Si ricordò che la famiglia del ragazzo abitava a Hikone, sul lago Biwa. Vi si recò, individuò diversi Kimura... un cognome abbastanza comune, chiese se conoscevano Kiyoshi, neo-laureato in medicina... ma nessuno l'aveva mai sentito nominare.

E ora... ora finalmente sapeva dove era: eremita nel Sanbutsu-ji! Si chiese che cosa avesse spinto il suo amato a scomparire così e a scegliere di divenire un eremita nel Tendai-shu. In un primo momento aveva pensato, fra le varie possibilità, che l'avesse abbandonato per andare con un altro uomo. Ora capiva che non era così. Ma perché? Perché?

Decise che doveva andare al Sanbutsu-ji per incontrare Kiyoshi e chiederglielo. Shinji era ancora fortemente innamorato di lui e in tutti quei mesi non aveva cercato nessun altro compagno, neanche per l'avventura di un'ora. Si sentì come una febbre indosso e si rammaricò che fosse ormai notte.
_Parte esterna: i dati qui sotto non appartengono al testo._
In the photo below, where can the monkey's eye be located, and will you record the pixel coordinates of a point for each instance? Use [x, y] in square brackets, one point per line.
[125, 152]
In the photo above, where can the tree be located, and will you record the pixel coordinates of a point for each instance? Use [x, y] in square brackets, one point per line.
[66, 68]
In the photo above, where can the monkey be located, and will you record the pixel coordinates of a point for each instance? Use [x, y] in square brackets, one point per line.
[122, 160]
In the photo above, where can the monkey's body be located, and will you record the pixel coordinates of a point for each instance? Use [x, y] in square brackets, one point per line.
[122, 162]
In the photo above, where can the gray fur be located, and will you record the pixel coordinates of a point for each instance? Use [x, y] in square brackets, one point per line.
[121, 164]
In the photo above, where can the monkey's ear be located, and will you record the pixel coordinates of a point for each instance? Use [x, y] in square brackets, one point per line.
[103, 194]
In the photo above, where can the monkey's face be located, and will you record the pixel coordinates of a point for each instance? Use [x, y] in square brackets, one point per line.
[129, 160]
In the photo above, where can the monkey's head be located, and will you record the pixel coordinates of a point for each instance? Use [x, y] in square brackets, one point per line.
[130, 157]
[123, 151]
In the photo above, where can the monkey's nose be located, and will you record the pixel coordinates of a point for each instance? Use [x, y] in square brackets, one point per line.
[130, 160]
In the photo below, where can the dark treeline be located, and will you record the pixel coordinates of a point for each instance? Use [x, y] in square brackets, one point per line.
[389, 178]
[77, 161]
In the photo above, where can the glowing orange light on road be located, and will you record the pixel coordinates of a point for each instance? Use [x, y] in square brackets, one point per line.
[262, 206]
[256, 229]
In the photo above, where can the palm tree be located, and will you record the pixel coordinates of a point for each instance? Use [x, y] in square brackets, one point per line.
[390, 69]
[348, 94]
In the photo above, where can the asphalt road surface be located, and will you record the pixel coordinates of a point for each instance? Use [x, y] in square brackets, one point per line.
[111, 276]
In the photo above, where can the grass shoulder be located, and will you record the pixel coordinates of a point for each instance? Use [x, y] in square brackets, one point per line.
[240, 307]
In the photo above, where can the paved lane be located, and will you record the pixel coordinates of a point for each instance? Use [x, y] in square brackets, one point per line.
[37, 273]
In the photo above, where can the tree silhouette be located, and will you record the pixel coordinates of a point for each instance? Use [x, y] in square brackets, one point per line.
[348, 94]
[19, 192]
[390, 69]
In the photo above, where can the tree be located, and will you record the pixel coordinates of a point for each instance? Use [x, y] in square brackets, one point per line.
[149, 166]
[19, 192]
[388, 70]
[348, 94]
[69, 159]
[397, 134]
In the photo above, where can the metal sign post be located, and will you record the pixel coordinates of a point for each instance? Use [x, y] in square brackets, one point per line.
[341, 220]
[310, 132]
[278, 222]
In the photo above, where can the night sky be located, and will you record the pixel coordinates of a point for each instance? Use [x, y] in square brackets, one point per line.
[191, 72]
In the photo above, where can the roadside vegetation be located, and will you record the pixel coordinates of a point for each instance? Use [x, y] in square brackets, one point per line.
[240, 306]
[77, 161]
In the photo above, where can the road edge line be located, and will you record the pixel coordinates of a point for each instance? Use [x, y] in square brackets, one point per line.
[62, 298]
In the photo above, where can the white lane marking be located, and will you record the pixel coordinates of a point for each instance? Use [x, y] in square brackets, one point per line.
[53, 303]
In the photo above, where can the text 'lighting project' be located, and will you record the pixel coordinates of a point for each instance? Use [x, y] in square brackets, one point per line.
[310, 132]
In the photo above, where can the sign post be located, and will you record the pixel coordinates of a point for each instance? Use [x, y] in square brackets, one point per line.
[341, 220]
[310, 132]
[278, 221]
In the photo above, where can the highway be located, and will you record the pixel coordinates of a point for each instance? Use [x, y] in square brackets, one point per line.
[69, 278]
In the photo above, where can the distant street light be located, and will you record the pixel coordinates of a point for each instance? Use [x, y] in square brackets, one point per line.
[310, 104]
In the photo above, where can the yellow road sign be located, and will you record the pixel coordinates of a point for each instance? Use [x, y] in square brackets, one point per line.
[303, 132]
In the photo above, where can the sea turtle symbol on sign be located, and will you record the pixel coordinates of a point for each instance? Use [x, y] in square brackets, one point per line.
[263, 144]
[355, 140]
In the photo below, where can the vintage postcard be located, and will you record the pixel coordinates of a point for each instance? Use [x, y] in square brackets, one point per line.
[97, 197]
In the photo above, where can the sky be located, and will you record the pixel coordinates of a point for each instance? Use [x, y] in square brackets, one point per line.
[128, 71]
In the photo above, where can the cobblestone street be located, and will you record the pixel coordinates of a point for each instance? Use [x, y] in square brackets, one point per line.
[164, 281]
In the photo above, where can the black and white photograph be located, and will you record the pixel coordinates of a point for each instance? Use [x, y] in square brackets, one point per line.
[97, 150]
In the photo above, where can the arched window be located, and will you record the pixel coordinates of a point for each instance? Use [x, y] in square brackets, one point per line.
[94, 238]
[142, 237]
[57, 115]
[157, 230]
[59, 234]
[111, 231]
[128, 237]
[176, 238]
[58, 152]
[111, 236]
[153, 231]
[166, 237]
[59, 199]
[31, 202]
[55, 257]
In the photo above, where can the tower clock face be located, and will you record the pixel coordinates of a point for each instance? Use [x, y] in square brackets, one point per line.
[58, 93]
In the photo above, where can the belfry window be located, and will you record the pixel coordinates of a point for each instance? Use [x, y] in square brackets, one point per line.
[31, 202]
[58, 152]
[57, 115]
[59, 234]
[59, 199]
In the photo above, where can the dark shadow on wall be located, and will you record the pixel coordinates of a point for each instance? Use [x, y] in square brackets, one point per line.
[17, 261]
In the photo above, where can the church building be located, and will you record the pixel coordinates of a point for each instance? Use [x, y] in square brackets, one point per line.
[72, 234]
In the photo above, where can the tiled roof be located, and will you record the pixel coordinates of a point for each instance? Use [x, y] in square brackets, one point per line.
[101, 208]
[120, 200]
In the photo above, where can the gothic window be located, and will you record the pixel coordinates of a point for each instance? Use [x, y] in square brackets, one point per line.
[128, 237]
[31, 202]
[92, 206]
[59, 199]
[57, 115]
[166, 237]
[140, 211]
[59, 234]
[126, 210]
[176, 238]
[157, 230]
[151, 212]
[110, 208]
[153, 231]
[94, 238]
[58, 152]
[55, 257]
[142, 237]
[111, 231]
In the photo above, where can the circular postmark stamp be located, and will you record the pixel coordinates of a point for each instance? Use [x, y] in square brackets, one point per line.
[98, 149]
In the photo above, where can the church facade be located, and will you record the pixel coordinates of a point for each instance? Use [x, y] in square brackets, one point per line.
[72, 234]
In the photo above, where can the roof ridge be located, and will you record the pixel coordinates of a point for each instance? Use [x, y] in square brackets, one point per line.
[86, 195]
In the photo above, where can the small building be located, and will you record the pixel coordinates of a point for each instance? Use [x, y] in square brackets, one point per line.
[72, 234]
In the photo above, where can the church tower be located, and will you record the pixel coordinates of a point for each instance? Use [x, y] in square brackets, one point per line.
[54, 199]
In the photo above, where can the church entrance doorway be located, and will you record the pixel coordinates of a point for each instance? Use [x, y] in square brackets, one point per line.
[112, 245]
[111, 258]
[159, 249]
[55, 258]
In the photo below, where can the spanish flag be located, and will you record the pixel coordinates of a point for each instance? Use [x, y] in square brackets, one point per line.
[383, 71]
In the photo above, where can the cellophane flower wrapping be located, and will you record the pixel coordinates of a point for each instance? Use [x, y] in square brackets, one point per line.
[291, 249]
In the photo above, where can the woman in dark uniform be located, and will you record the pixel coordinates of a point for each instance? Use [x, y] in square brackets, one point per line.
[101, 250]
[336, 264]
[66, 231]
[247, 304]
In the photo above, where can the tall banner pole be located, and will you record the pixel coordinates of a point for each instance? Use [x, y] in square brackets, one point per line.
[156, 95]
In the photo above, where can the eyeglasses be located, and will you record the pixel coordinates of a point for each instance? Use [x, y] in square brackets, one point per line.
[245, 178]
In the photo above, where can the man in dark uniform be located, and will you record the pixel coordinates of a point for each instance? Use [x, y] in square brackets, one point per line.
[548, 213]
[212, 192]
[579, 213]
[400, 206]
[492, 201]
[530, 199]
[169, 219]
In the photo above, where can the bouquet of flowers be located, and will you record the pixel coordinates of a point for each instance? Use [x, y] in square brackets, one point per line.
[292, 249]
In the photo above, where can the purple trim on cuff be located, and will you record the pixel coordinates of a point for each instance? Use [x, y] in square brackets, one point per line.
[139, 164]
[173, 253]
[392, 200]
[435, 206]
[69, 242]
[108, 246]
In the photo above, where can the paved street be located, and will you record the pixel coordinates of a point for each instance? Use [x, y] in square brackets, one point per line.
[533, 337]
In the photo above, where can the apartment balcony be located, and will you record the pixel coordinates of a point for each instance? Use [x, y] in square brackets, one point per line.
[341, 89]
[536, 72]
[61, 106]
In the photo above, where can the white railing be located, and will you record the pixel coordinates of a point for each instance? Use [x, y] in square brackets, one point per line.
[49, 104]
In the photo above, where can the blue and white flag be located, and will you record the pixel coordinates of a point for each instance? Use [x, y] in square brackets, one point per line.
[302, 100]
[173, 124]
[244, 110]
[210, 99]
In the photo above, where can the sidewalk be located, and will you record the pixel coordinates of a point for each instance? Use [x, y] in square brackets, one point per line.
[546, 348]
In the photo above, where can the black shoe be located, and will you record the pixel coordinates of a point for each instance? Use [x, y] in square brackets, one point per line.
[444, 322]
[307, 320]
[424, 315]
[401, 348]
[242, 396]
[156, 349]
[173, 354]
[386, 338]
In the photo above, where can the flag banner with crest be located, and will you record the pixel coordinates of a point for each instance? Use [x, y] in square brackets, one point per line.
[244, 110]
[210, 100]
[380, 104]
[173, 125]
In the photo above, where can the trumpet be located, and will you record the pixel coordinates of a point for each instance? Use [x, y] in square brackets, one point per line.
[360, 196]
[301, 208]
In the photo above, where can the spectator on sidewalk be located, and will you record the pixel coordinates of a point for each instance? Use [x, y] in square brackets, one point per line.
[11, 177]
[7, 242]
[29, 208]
Andò a dormire, ma non chiuse occhio fino al mattino.

Finalmente poté recarsi in un'agenzia viaggi e fece tutti i biglietti necessari per raggiungere il Sanbutsu-ji. Partì a tarda mattina. Si sentiva agitato, emozionato. Come l'avrebbe accolto, Kiyoshi? Che gli avrebbe detto? Fra poche ore l'avrebbe rivisto... finalmente. Ma perché era fuggito così, senza dirgli niente, senza lasciare tracce?

Gli sembrava che il treno andasse troppo lento, aveva fretta di arrivare. Davanti a lui sedevano due ragazzi che giocavano a sudoku. Ogni tanto si scambiavano un'occhiata in cui Shinji lesse qualcosa di più caldo di una semplice amicizia. Ne provò piacere... Shinji amava l'amore.

"Come mi accoglierà, Kiyoshi?" si chiese di nuovo.

Comunque l'avesse accolto, sentiva che doveva vederlo, cercare di chiarire con lui il motivo della sua fuga... e se Kiyoshi gli avesse chiesto di lasciarlo in pace... avrebbe accettato la sua richiesta, per amore, anche se con dispiacere. Comunque sarebbe potuta andare, era lieto per i due anni di amore passati assieme, e li avrebbe conservati nel cuore come un prezioso dono.

Socchiuse gli occhi per "rivedere" il bel volto, il bel sorriso del suo Kiyoshi. I due ragazzi di fronte a lui, forse credendo che si fosse addormentato, si fecero il gesto di scambiarsi un bacio. Shinji sorrise dentro di sé e si disse che era davvero ingiusto che un ragazzo e una ragazza avrebbero anche potuto scambiarsi un vero bacio, mentre due ragazzi dovevano solo farne il gesto e di nascosto.